A fresh batch of survey data has put a sharper edge on Austin’s unease about artificial intelligence and jobs. A clear majority of respondents said they are worried that AI will push people out of work, with 61 percent naming job displacement among AI’s biggest downsides and 67 percent saying the loss of a “human touch” in services and workplaces is a top concern. The results, unveiled at a recent State of AI gathering, have already nudged employers, educators, and workforce groups into more serious conversations about reskilling and guardrails.
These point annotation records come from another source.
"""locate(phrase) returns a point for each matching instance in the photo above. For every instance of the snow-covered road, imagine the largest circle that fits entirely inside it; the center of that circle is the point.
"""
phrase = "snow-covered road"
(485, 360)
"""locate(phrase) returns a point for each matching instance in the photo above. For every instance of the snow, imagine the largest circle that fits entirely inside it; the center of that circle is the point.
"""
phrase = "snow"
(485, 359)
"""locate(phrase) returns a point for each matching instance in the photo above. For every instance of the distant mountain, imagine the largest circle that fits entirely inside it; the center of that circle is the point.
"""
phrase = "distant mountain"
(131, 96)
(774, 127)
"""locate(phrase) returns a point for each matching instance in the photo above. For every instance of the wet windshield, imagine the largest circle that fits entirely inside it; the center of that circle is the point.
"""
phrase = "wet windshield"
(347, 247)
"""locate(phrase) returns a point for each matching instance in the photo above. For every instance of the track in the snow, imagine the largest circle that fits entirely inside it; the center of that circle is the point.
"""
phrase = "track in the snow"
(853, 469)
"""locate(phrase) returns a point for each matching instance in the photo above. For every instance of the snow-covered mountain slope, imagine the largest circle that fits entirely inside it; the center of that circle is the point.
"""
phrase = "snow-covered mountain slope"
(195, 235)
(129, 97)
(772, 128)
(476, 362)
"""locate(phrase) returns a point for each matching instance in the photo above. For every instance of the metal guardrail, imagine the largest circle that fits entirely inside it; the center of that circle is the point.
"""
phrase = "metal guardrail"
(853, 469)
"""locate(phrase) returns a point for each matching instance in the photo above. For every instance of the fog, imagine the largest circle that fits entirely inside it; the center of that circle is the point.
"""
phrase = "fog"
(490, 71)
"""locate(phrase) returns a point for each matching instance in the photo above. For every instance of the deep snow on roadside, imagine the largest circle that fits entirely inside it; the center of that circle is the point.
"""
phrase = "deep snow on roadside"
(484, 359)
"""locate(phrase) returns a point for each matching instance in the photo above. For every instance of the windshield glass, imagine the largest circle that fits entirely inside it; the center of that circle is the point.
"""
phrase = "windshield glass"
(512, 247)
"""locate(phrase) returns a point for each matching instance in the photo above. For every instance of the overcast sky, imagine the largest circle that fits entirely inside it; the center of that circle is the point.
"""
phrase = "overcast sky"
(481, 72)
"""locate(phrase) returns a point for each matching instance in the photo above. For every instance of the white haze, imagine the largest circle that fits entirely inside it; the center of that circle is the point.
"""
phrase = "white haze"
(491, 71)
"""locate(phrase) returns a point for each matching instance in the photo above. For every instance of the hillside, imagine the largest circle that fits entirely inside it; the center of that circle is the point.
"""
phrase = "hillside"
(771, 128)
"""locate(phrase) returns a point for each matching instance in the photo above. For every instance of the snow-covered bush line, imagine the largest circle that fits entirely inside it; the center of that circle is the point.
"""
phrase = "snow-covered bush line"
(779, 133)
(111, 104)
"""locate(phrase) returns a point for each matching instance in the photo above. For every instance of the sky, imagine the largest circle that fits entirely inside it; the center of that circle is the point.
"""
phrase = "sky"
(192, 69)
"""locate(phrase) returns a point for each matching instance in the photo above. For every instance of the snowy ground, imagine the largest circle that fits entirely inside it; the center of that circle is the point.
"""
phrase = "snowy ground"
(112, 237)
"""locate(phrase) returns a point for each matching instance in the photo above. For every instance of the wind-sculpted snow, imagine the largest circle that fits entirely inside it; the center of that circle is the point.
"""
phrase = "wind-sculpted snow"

Survey Unveiled at State of AI Event

The Austin AI Alliance released its State of AI in Austin survey at the group’s annual event on Jan. 27 at the Austin Central Library, according to the Austin AI Alliance. Organizers said the poll was stratified to reflect working-age Austinites across the metro area and the CAPCOG region. The findings were rolled out alongside a broader State of AI report and a slate of panel discussions that tried to unpack what the numbers might mean for local workers.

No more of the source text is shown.